Wednesday 5 October 2016

Hammer the Landlord

Amber Rudd's got the answer to our immigration challenges.

The Home Secretary proposes to make it a criminal offence for a landlord to house a tenant who cannot prove they can sing the National Anthem and recite the names of the last ten Prime Ministers.  Actually, from February this year, and even earlier in Birmingham, it's already been an offence they can fine you £3000 for, although that seems to have been forgotten in the press coverage.

The majority of landlords are not horrible bullies who abuse tenants. 78% of them have only one property. They're often accidental landlords, inheriting a house or failing to sell one, or moving round the country owing to work. Or they have put their savings in a property because, rightly, they have no faith in banks or pensions. They probably try to keep the property decent and the tenants happy so they can have decent stretches of tenancy without the risk of emptiness.
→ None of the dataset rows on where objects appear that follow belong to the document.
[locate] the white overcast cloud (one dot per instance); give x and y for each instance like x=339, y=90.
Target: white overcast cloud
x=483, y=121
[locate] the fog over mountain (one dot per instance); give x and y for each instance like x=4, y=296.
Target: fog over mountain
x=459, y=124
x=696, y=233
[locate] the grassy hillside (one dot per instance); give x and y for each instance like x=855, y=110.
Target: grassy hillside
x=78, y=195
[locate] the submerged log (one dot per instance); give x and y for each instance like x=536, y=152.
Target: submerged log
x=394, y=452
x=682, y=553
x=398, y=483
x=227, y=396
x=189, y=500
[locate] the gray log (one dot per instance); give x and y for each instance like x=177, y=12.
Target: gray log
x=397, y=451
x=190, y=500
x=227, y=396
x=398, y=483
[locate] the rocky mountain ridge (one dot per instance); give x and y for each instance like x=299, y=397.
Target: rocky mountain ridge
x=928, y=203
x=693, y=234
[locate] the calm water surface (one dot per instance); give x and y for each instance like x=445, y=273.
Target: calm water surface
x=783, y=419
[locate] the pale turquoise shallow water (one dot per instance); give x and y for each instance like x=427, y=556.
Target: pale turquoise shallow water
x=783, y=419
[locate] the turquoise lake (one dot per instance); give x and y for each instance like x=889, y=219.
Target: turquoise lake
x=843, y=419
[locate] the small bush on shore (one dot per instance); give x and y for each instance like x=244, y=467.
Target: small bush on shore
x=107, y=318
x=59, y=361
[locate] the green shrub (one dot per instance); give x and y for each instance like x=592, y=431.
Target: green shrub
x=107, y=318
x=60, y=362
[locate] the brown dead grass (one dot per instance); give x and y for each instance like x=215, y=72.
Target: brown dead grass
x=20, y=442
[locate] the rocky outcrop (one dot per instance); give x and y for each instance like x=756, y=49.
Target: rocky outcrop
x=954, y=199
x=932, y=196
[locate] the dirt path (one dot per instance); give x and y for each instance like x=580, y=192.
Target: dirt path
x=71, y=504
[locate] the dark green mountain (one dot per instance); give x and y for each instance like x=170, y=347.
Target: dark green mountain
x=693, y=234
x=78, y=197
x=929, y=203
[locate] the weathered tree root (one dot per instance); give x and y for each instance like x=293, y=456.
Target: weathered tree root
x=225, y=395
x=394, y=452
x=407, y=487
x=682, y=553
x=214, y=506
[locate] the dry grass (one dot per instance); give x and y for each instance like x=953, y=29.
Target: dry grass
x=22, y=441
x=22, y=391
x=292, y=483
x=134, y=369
Suddenly, we accidental landlords are the devil, more so with every announcement. We're now no longer to be allowed tax benefit from the mortgage repayments. No, we are taxed on profit we have not made. We take on all the risk of a property, with little benefit. Indeed, sometimes no benefit, when you get a tenant who destroys your property and won't get out.

But we are the devil.

What's this latest proposal? That we lay-landlords perform due checks to make sure we are not housing an illegal immigrant. If we fail, we can go to prison. So, we are landed with doing the job that her Majesty's Border Force fails to do. Will those uniformed folk go to prison too if they let someone through they shouldn't?

What next?  Let's make Sainsbury's do immigration checks before they deliver your kippers, kiwis and Kit Kats. After all, if illegals can't eat, that's got to be good news, surely. 

This vicarious legislation is ill-judged, headline-grabbing and reactionary. Another attack on people trying to run their lives efficiently so that they can afford to stay in a nursing home which serves proper tea when they're old.